Peratech, a world leader in 3D force sensing technologies, continues to define the future of Human Machine Interfaces (HMIs) with its latest technology demonstrator, showing how Quantum Tunnelling Composite (QTC) force sensing can accelerate the evolution of mobile phones.
The latest trend within mobile handset design is to extend the screen to the very edge of the case, even curving around to the side, to maximise the useable display area. While technologies like flexible OLED displays can support this, it presents challenges for designers who need to incorporate legacy features such as the home button into ever-smaller spaces.
Peratech’s QTC technology enables a home button based on force sensing to be fully integrated below the glass screen of the phone, without the need for a bezel of any kind. This provides the perfect solution for including a home button that offers users an important positive force action, but without taking up any of the phone’s displayable area.

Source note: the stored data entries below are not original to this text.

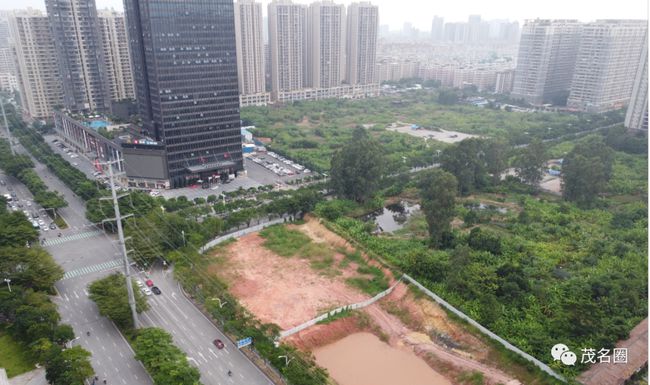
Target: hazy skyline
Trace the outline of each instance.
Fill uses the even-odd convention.
[[[122,0],[96,0],[98,8],[122,10]],[[270,0],[262,0],[266,5]],[[308,4],[312,1],[294,1]],[[335,1],[350,4],[350,0]],[[464,0],[460,2],[437,3],[422,0],[375,0],[379,6],[379,23],[390,25],[391,30],[399,30],[405,22],[414,27],[429,31],[434,15],[442,16],[445,22],[466,21],[469,15],[481,15],[483,19],[510,19],[522,22],[525,19],[578,19],[591,21],[596,19],[647,19],[648,2],[646,0],[613,1],[566,1],[546,0],[531,1],[522,4],[521,0]],[[44,0],[22,0],[17,7],[15,0],[0,0],[0,9],[33,7],[45,10]],[[266,6],[264,14],[266,15]]]

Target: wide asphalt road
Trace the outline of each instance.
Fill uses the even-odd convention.
[[[170,332],[174,343],[201,372],[205,385],[273,384],[185,297],[172,275],[171,269],[154,269],[148,275],[162,294],[148,297],[150,309],[140,316],[141,322]],[[139,279],[145,282],[147,276],[140,273]],[[223,349],[213,344],[217,338],[225,344]],[[228,376],[229,370],[232,376]]]
[[[17,146],[19,153],[27,154]],[[82,157],[76,158],[80,163]],[[87,162],[87,161],[86,161]],[[116,270],[123,271],[119,248],[114,237],[99,231],[85,218],[85,203],[56,178],[44,165],[34,159],[36,172],[50,189],[60,192],[68,207],[60,210],[70,225],[67,230],[44,234],[45,248],[64,271],[56,283],[62,322],[70,324],[80,344],[92,353],[92,364],[99,382],[108,384],[150,385],[152,380],[140,362],[134,359],[131,347],[117,328],[99,315],[94,302],[88,298],[88,285]],[[7,178],[8,179],[8,178]],[[13,182],[16,182],[13,180]],[[23,186],[23,193],[29,194]],[[145,326],[158,326],[172,334],[174,342],[198,367],[205,385],[272,384],[272,382],[210,322],[179,290],[178,283],[167,272],[154,272],[160,296],[148,297],[151,309],[140,315]],[[90,332],[90,336],[87,335]],[[221,339],[226,347],[217,349],[212,341]],[[228,376],[228,371],[232,376]]]
[[[39,174],[49,173],[40,168]],[[29,190],[12,177],[1,176],[11,187],[19,202],[26,203],[33,197]],[[71,344],[79,344],[92,353],[91,363],[100,383],[106,379],[108,384],[123,385],[152,385],[153,381],[140,362],[136,361],[130,345],[124,340],[117,328],[105,317],[99,315],[97,306],[88,298],[88,285],[122,267],[117,253],[115,241],[104,232],[90,226],[75,207],[83,207],[82,202],[71,202],[72,192],[63,186],[58,179],[44,179],[51,189],[64,195],[70,204],[65,210],[68,223],[76,223],[77,228],[50,230],[41,233],[45,239],[45,249],[52,254],[54,260],[63,268],[65,276],[55,284],[58,295],[54,302],[59,307],[61,322],[67,323],[74,329],[78,337]],[[58,182],[58,183],[57,183]],[[37,207],[32,204],[32,209]],[[90,332],[90,336],[87,335]]]

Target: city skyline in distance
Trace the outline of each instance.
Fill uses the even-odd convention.
[[[114,8],[123,10],[122,0],[96,0],[97,8]],[[310,4],[313,1],[299,0],[297,4]],[[337,4],[349,5],[354,1],[335,1]],[[529,2],[522,7],[517,0],[497,0],[485,2],[480,0],[465,0],[461,2],[437,3],[423,0],[374,0],[373,5],[379,7],[379,24],[389,25],[391,30],[401,30],[404,23],[409,22],[413,27],[423,32],[431,29],[434,15],[441,16],[445,22],[466,21],[469,15],[481,15],[484,20],[509,19],[519,21],[526,19],[577,19],[594,21],[596,19],[648,19],[648,3],[645,0],[619,0],[616,2],[591,2],[579,0],[567,2],[564,0],[548,0],[545,2]],[[261,0],[266,16],[266,6],[270,0]],[[0,0],[0,9],[15,9],[16,3],[11,0]],[[23,0],[20,8],[33,7],[45,10],[43,0]]]

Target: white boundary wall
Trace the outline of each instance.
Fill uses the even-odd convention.
[[[302,324],[300,324],[298,326],[295,326],[295,327],[293,327],[293,328],[291,328],[289,330],[281,331],[280,332],[280,337],[278,337],[278,339],[289,337],[292,334],[295,334],[295,333],[298,333],[299,331],[305,330],[308,327],[316,325],[320,321],[326,320],[327,318],[332,317],[332,316],[334,316],[336,314],[339,314],[340,312],[342,312],[344,310],[355,310],[355,309],[364,308],[366,306],[370,306],[373,303],[379,301],[380,299],[382,299],[385,296],[387,296],[388,294],[390,294],[393,291],[393,289],[395,289],[395,286],[397,286],[400,283],[401,280],[402,279],[400,278],[397,282],[395,282],[395,284],[393,286],[389,287],[388,289],[382,291],[381,293],[379,293],[379,294],[375,295],[374,297],[372,297],[370,299],[367,299],[367,300],[365,300],[363,302],[353,303],[352,305],[341,306],[341,307],[339,307],[337,309],[330,310],[329,312],[327,312],[325,314],[321,314],[318,317],[316,317],[314,319],[311,319],[311,320],[309,320],[307,322],[304,322],[304,323],[302,323]]]
[[[535,364],[535,366],[537,366],[538,368],[540,368],[541,370],[543,370],[544,372],[546,372],[546,373],[549,374],[550,376],[555,377],[555,378],[557,378],[558,380],[560,380],[560,381],[562,381],[562,382],[567,382],[566,379],[565,379],[564,377],[562,377],[562,376],[560,376],[559,374],[555,373],[555,371],[553,371],[553,369],[551,369],[548,365],[546,365],[545,363],[541,362],[541,361],[538,360],[537,358],[531,356],[530,354],[528,354],[528,353],[522,351],[521,349],[519,349],[518,347],[514,346],[514,345],[511,344],[510,342],[504,340],[503,338],[499,337],[498,335],[492,333],[492,332],[489,331],[486,327],[484,327],[483,325],[481,325],[481,324],[479,324],[478,322],[474,321],[473,319],[471,319],[468,315],[466,315],[466,314],[463,313],[462,311],[460,311],[460,310],[456,309],[455,307],[451,306],[447,301],[445,301],[444,299],[442,299],[442,298],[440,298],[439,296],[437,296],[436,294],[434,294],[431,290],[429,290],[429,289],[427,289],[426,287],[424,287],[422,284],[420,284],[420,283],[419,283],[418,281],[416,281],[415,279],[409,277],[407,274],[404,274],[404,275],[402,276],[402,278],[404,278],[405,280],[407,280],[407,281],[409,281],[410,283],[412,283],[412,284],[414,284],[415,286],[417,286],[418,289],[422,290],[426,295],[428,295],[429,297],[431,297],[434,301],[436,301],[436,302],[437,302],[438,304],[440,304],[442,307],[444,307],[445,309],[449,310],[450,312],[456,314],[456,315],[459,316],[460,318],[464,319],[464,320],[467,321],[470,325],[472,325],[472,326],[474,326],[475,328],[477,328],[478,330],[480,330],[481,333],[485,334],[486,336],[492,338],[493,340],[499,342],[501,345],[505,346],[506,349],[511,350],[511,351],[517,353],[518,355],[520,355],[521,357],[525,358],[526,360],[532,362],[533,364]]]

“Many consumers still like to have a home button on the front of the phone, putting pressure on designers to integrate some form of electro-mechanical solution,” said Jon Stark, Peratech’s CEO. “But we can show that by moving to a force-sensing solution, the home button can remain on the front of the phone without taking up any additional space. It could allow the bezel to be removed entirely, without compromising the user experience.”
Capacitive sensing alone is unable to deliver that realistic home button experience and is also prone to false triggering. Combining capacitive and force sensing eliminates false triggering and also supports new design paradigms such as the finger print sensor becoming the power button. QTC technology enables this entirely new approach to handset design, giving the best possible user experience.